# What if General George Patton Had Gotten His Wish With Regard to Russia



## BAYLOR (Aug 9, 2015)

He wanted to Invade Russia right after we got done with Germany. What if he had ? Would the US and Uk and France have been able to defeat Russia in a War or Would it have ended in disaster ?

The UU and Uk had access to the B29 bomber which could reach any target in the USSR and this plane would have been difficult for The Russians to bring down.  The P 51 mustang and Spitfire which outclassed every other fighter plane.   Then there was the combined power of the US and Royal Navies .  Then there was the A bomb which at in 1945 no one else had.

But the Russians had some advantages  as well, a large forces battle hardened  armed with the Ak 47? not sure on hat last one though.  The T 34 take which was superior to them M4 Sherman tank ,   They would be fighting on their own turf.

Thoughts?


----------



## Foxbat (Aug 9, 2015)

I think we would have gotten our arses handed to us on a plate if we'd attacked them in 45. Forget the T34, by the time the Russians got to Berlin, not only were they extremely battle-hardened, well disciplined and of huge numbers, they had numerous beasts like the IS2 and at the end of the war, starting to build the IS3. These were designed to take on the German Panthers and Tigers with a 122mm gun. 

Add to this the thousands of faster T34-85s for exploiting breakthroughs along with millions of infantry and we wouldn't have stood a chance. The US and Royal Navies would have been sitting ducks from land air and sea if they'd entered the Baltic and I wouldn't discount the quality of the late Soviet air force either. They had good fighter aircraft, good ground attack aircraft and a sizeable Paratrooper section. Not only would air-landings behind our lines have caused havoc but we could have also ended up having to deal with Communist uprisings in both France and Italy - diverting much needed resources away from the front line. 

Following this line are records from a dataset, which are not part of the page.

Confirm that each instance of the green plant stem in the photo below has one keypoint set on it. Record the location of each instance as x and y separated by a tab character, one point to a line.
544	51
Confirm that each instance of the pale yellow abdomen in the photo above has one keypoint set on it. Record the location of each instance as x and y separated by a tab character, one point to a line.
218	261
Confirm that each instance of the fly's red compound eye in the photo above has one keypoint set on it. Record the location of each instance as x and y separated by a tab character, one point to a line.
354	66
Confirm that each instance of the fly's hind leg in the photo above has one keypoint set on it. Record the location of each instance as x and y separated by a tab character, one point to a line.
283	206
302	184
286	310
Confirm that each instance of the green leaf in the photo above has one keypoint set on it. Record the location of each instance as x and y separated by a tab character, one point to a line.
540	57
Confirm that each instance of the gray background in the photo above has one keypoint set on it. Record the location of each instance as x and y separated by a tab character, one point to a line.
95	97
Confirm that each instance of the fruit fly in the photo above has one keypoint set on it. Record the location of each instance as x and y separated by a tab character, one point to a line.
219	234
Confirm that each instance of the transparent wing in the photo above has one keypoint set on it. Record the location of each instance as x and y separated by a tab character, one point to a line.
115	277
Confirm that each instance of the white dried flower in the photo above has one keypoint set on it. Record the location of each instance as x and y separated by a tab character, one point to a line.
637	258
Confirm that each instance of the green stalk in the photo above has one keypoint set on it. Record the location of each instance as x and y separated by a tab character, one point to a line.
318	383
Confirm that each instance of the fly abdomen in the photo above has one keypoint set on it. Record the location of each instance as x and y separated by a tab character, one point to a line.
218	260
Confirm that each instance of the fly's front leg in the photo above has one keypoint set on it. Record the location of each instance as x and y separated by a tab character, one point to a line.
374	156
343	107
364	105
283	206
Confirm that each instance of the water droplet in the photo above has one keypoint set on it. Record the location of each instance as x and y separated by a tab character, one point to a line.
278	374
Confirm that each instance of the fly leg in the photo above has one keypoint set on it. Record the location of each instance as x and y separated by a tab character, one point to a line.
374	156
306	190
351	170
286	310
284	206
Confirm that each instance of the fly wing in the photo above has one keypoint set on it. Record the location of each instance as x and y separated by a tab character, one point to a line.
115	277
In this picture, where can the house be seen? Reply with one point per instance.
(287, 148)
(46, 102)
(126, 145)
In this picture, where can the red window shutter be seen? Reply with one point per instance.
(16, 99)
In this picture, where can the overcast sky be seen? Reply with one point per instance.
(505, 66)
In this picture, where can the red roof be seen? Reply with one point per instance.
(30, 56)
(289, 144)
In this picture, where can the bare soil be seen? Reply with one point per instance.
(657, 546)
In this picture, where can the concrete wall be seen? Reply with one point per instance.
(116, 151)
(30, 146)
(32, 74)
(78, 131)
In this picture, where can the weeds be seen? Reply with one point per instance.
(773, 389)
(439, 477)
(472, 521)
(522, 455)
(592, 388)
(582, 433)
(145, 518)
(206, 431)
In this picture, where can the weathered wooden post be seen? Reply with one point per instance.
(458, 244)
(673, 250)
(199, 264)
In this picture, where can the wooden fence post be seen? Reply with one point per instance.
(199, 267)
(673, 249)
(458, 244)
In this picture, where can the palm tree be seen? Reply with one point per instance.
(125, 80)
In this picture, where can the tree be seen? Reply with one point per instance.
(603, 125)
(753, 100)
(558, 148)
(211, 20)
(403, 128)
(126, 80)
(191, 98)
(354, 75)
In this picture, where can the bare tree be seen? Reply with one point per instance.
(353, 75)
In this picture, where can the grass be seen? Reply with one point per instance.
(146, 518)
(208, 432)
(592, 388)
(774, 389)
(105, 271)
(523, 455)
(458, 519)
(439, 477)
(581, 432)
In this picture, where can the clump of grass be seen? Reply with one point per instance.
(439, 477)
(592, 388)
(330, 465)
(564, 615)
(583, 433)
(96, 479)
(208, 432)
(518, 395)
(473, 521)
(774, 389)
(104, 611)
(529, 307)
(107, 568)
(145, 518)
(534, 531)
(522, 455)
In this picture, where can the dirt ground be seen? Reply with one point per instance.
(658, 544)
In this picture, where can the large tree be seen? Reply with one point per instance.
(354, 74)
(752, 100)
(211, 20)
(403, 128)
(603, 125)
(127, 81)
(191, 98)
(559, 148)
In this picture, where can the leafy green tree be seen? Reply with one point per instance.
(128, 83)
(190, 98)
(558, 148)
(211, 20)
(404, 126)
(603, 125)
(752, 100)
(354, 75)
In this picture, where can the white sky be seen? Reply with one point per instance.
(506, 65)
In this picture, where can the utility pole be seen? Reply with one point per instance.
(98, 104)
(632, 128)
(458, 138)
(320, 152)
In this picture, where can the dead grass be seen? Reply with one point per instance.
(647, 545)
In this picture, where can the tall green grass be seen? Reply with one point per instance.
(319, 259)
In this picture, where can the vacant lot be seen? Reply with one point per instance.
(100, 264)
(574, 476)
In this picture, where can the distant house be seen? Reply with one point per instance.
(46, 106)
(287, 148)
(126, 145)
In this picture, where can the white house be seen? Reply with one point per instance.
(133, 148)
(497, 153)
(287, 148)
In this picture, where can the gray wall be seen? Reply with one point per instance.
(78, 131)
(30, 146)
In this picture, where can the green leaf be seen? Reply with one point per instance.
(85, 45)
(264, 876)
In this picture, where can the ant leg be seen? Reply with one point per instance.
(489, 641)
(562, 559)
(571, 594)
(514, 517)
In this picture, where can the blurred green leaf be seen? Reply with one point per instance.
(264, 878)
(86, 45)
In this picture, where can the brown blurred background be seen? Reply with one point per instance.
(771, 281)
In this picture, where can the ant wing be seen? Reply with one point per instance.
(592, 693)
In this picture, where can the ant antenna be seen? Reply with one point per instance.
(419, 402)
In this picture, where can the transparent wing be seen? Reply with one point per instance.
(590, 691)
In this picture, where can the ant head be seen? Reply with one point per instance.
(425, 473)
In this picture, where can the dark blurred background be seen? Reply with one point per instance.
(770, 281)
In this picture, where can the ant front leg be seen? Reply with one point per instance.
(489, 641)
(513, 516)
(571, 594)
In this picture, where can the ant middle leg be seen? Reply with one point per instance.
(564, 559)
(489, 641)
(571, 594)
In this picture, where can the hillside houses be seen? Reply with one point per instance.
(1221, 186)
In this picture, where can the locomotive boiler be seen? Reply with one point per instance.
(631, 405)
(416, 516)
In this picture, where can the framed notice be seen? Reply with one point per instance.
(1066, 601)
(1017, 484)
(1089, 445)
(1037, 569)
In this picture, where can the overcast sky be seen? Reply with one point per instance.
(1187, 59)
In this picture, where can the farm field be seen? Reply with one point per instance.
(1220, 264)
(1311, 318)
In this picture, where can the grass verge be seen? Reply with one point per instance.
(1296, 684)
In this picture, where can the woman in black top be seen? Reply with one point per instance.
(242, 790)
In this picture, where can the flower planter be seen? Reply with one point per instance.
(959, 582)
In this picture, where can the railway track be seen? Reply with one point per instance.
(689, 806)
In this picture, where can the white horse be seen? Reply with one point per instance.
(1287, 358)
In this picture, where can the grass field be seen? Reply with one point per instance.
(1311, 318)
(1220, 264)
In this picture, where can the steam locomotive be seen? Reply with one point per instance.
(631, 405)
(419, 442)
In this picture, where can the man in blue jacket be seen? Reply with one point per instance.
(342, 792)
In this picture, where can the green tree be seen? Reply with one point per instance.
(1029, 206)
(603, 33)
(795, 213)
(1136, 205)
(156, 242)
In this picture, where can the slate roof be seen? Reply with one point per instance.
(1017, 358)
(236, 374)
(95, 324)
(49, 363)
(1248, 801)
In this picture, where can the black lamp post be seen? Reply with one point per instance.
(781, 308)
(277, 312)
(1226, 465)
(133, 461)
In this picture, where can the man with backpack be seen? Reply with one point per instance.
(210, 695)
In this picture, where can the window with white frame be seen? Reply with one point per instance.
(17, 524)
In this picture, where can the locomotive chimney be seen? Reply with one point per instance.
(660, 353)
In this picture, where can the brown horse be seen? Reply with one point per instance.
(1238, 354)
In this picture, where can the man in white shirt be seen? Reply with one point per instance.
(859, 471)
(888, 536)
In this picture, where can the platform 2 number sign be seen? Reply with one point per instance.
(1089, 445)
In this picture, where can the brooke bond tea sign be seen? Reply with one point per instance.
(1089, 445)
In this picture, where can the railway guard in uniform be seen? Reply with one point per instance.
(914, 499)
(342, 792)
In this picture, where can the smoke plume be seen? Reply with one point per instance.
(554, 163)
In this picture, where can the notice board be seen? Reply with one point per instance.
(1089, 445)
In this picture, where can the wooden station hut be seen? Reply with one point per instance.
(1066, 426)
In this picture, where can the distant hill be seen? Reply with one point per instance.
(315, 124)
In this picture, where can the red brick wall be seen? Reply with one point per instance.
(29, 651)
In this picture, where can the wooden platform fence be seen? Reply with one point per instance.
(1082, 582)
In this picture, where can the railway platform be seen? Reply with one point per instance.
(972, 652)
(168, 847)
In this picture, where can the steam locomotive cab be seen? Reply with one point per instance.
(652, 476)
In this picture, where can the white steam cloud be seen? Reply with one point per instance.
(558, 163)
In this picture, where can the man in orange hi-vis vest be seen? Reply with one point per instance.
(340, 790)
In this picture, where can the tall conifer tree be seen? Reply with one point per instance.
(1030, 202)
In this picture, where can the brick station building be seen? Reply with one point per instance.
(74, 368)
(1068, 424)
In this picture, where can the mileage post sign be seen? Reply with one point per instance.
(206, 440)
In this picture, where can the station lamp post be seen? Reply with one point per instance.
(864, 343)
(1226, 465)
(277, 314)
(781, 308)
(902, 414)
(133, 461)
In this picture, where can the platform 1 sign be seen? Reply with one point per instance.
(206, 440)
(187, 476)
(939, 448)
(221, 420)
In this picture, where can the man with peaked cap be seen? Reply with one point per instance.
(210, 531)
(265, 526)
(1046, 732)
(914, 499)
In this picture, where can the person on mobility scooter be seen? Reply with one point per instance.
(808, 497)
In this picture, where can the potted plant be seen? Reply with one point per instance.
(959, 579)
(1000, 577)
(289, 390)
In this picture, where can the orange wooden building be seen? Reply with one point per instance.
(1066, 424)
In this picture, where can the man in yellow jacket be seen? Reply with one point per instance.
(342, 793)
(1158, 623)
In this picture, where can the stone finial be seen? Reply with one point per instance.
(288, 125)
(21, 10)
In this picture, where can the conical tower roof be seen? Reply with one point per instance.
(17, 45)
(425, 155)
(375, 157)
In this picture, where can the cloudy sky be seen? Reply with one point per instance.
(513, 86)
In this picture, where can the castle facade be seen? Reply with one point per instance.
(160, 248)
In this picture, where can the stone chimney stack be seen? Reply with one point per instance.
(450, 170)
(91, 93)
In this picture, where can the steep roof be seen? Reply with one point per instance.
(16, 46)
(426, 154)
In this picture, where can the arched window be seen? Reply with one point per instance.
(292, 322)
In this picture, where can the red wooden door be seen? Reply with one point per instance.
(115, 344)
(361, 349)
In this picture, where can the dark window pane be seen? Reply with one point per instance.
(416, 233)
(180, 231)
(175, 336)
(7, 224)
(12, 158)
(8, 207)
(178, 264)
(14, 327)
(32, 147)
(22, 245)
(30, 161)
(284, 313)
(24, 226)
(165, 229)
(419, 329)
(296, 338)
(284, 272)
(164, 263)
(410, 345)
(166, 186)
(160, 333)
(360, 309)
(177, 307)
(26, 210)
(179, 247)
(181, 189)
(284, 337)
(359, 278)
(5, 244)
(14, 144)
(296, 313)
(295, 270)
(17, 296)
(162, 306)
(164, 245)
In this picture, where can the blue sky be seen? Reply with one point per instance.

The only way to stop them would have been using nuclear weapons and even then I'm not sure it would have been enough. Sure, there would have been huge numbers of dead but  all Soviet production had been moved beyond the Urals (an awfully long way over enemy territory for a bomber - especially as the B52 hadn't been built yet). Even if the bomb had been dropped, war production would likely have been unaffected and Stalin didn't worry too much about the human cost.

Of course, nobody knows for sure what the result would have been but it should be no surprise that NATO, when it was formed, created a strategy relying on nuclear weapons because the member states just couldn't match the USSR in terms of numbers.


----------



## Venusian Broon (Aug 9, 2015)

It had been studied by us Brits in quite detail at the end of the war.

https://en.wikipedia.org/wiki/Operation_Unthinkable

Their conclusions were: '_militarily unfeasible due to a three-to-one superiority of Soviet land forces_' and  '_Any quick success would be due to surprise alone. If a quick success could not be obtained before the onset of winter, the assessment was that the Allies would be committed to a protracted total war. In the report of 22 May 1945, an offensive operation was deemed "hazardous"._'


----------



## HareBrain (Aug 9, 2015)

The war-weary population of the UK at least would never have gone along with it.


----------



## BAYLOR (Aug 9, 2015)

Foxbat said:


> I think we would have gotten our arses handed to us on a plate if we'd attacked them in 45. Forget the T34, by the time the Russians got to Berlin, not only were they extremely battle-hardened, well disciplined and of huge numbers, they had numerous beasts like the IS2 and at the end of the war, starting to build the IS3. These were designed to take on the German Panthers and Tigers with a 122mm gun.
> 
> Add to this the thousands of faster T34-85s for exploiting breakthroughs along with millions of infantry and we wouldn't have stood a chance. The US and Royal Navies would have been sitting ducks from land air and sea if they'd entered the Baltic and I wouldn't discount the quality of the late Soviet air force either. They had good fighter aircraft, good ground attack aircraft and a sizeable Paratrooper section. Not only would air-landings behind our lines have caused havoc but we could have also ended up having to deal with Communist uprisings in both France and Italy - diverting much needed resources away from the front line.
> 
> ...



The US has the M 26  Pershing coming on line thought admit-ably we didn't large numbers of them  Those could take out both the T34 and The ramped up T 34's   And even a T34 would have a hard time against an attacking P 51 Mustang ,  Spitfire or P 47 Thunderbolt which deal with tanks. Both the  US and RAF combined  have the advantage and they outclass almost even Russian Fighter planes .  With Regard to the B29 all they had to do was take out the Russian Oil fields, without fuel  Russia mechanized forces would ground to a halt.  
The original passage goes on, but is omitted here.